MON 22 - 10 - 2018
Date: Nov 8, 2017
Source: The Daily Star
Assad: Battle doesn’t end with Deir al-Zor
BEIRUT/MOSCOW: Syria’s army and its allies will keep fighting in Syria after the battle ends in Deir al-Zor province, where Daesh (ISIS) has its last significant stronghold, President Bashar Assad said Tuesday.

He also indicated that he might take the war to the U.S.-backed Syrian Democratic Forces, which controls more than a quarter of Syria, by saying the war targeted those who seek to “divide and weaken states.”

His comments came after a meeting with Ali Akbar Velayati, the foreign policy adviser to Iran’s Supreme Leader Ayatollah Ali Khamenei.

“The victories against terrorist organizations, starting in Aleppo and not ending in Deir al-Zor, formed a critical strike that foiled partition projects and terrorist goals,” Assad’s office quoted him as saying.

Assad regards all the groups fighting against the Syrian state as terrorist groups.

The Syrian army, with Russian air power and Iran-backed fighters, is waging an offensive against Daesh in the eastern Deir al-Zor province, mostly on the west banks of the Euphrates River.

The SDF, an alliance of Kurdish and Arab fighters, is also battling Daesh militants in Deir al-Zor.

Backed by U.S.-led airstrikes and special forces, the SDF has focused on territory east of the river, which bisects the oil-rich province.

Assad and Velayati vowed to defend their national interests amid rising regional tensions.

The escalation “by some regional and Western nations” against Iran is related to battlefield defeats Syrian insurgents suffered, Assad and Velayati were quoted as saying by state-run SANA news agency.

Velayati Friday said Syrian army forces would soon advance to take Raqqa city from the SDF and accused the United States of seeking to divide Syria by stationing its forces east of the Euphrates.

“We will witness in the near future the advance of government and popular forces in Syria and east of the Euphrates, and the liberation of Raqqa city,” he said in televised comments on a visit to Beirut.

Meanwhile, Russia Tuesday denied postponing a Syria peace conference while not confirming an earlier announced date of Nov. 18, after the plan gained a cool reception from rebel backer Turkey and its Western allies.

“This congress is being prepared now,” Russian Foreign Minister Sergey Lavrov told reporters, adding that “no one has postponed it because the date of the congress has not been officially announced.”

Russia pledged during talks in Kazakhstan last week to bring the Syrian regime and its opponents together for a “congress” to push peace efforts in the city of Sochi on Nov. 18.

Meanwhile Sunday, Turkish President Recep Tayyip Erdogan’s spokesman Ibrahim Kalin said the Kremlin had told Ankara it was postponing the event.

Lavrov, in Russia’s first public reaction since then, said Moscow was in touch with Turkey, Iran, the Gulf nations and other countries to determine the conference’s agenda and date.

He said Moscow was also in contact with the Syrian government and a range of opposition forces as well as the U.N. Special Envoy for Syria Staffan de Mistura.

The Russian foreign minister said some opposition groups had refused to hold negotiations with Assad’s government, but added that the “feedback is rather positive.”

On the ground, meanwhile, shelling by the Syrian regime on a rebel-held Eastern Ghouta on the outskirts of Damascus killed seven civilians, while retaliatory fire killed three people, the Britain-based Syrian Observatory for Human Rights activist group said.

Six civilians, including two children, were killed by shelling on Saqba, the Observatory said.
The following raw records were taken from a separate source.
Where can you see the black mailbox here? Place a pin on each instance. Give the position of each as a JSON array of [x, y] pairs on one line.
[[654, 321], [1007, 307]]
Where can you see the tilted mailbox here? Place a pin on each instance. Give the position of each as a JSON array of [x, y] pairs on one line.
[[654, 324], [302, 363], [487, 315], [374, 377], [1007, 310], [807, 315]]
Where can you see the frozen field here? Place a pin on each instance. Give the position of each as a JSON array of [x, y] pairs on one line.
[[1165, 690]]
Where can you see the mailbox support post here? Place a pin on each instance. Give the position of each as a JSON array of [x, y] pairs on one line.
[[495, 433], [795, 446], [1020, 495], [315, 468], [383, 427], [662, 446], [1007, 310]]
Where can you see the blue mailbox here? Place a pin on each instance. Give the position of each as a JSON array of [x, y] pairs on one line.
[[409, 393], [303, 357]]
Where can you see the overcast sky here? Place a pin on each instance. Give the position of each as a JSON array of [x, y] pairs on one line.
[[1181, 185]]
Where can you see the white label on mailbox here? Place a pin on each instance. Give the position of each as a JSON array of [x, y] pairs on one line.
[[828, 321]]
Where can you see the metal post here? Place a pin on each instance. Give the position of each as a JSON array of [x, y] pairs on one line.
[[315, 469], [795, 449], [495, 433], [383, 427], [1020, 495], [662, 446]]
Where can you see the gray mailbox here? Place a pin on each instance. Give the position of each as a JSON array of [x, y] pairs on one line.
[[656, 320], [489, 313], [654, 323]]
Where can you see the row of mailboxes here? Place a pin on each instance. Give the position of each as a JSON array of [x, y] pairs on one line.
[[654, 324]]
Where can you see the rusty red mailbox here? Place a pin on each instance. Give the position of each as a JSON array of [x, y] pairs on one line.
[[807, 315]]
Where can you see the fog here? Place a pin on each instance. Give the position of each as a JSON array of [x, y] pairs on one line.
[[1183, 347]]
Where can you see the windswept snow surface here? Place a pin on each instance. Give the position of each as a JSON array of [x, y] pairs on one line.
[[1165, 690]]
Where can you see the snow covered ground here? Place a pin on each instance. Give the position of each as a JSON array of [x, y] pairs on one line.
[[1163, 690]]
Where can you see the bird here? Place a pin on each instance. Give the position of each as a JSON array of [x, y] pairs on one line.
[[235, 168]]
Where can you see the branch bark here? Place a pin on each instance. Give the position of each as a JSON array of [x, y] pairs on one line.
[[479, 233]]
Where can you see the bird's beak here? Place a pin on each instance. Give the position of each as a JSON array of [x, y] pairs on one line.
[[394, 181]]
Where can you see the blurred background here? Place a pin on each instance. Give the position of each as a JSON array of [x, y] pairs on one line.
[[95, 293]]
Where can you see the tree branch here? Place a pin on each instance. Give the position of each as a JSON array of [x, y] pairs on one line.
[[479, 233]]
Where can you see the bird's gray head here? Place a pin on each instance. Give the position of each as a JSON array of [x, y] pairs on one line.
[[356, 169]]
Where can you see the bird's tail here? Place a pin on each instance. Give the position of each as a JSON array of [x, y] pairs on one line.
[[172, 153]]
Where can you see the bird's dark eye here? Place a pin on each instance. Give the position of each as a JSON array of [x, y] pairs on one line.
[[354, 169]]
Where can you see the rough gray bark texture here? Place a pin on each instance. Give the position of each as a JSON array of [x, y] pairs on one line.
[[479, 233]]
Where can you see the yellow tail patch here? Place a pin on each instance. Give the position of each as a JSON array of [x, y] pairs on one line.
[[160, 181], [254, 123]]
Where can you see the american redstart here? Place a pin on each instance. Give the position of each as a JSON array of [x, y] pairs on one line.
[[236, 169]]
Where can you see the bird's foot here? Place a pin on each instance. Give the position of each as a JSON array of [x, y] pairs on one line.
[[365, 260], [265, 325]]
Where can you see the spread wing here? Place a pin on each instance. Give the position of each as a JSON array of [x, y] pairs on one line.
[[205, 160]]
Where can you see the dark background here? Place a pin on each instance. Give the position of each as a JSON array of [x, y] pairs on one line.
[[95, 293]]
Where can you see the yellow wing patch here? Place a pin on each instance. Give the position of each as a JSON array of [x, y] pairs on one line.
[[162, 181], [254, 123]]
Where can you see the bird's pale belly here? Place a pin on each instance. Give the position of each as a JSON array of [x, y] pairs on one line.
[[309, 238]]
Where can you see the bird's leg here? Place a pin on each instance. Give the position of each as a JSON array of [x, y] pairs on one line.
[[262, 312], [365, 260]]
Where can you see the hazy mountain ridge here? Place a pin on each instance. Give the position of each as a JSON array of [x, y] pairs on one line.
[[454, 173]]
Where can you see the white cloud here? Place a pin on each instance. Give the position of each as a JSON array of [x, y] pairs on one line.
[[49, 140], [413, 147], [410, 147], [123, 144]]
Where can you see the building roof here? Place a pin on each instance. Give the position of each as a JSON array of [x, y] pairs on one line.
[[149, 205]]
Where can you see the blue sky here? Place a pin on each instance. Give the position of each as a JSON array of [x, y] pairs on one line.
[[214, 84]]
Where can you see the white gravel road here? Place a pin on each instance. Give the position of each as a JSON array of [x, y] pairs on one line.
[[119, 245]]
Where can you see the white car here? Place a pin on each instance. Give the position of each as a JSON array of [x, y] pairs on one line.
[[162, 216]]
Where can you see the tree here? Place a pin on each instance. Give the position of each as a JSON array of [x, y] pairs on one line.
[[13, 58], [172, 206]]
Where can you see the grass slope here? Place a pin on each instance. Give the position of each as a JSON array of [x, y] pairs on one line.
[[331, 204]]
Another child was killed in the nearby town of Douma, said Rami Abdel-Rahman, head of the Observatory.

A total of 18 people were also wounded in the besieged area, he added. Shelling by the rebels on central Damascus later killed three people, including at least two civilians, and wounded at least 15, Abdel-Rahman said.

“The shelling was in response to the attack on Ghouta,” he added.

A “de-escalation” zone deal agreed by regime allies Iran and Russia and rebel backer Turkey has been in place in Eastern Ghouta since July, but it has been repeatedly violated.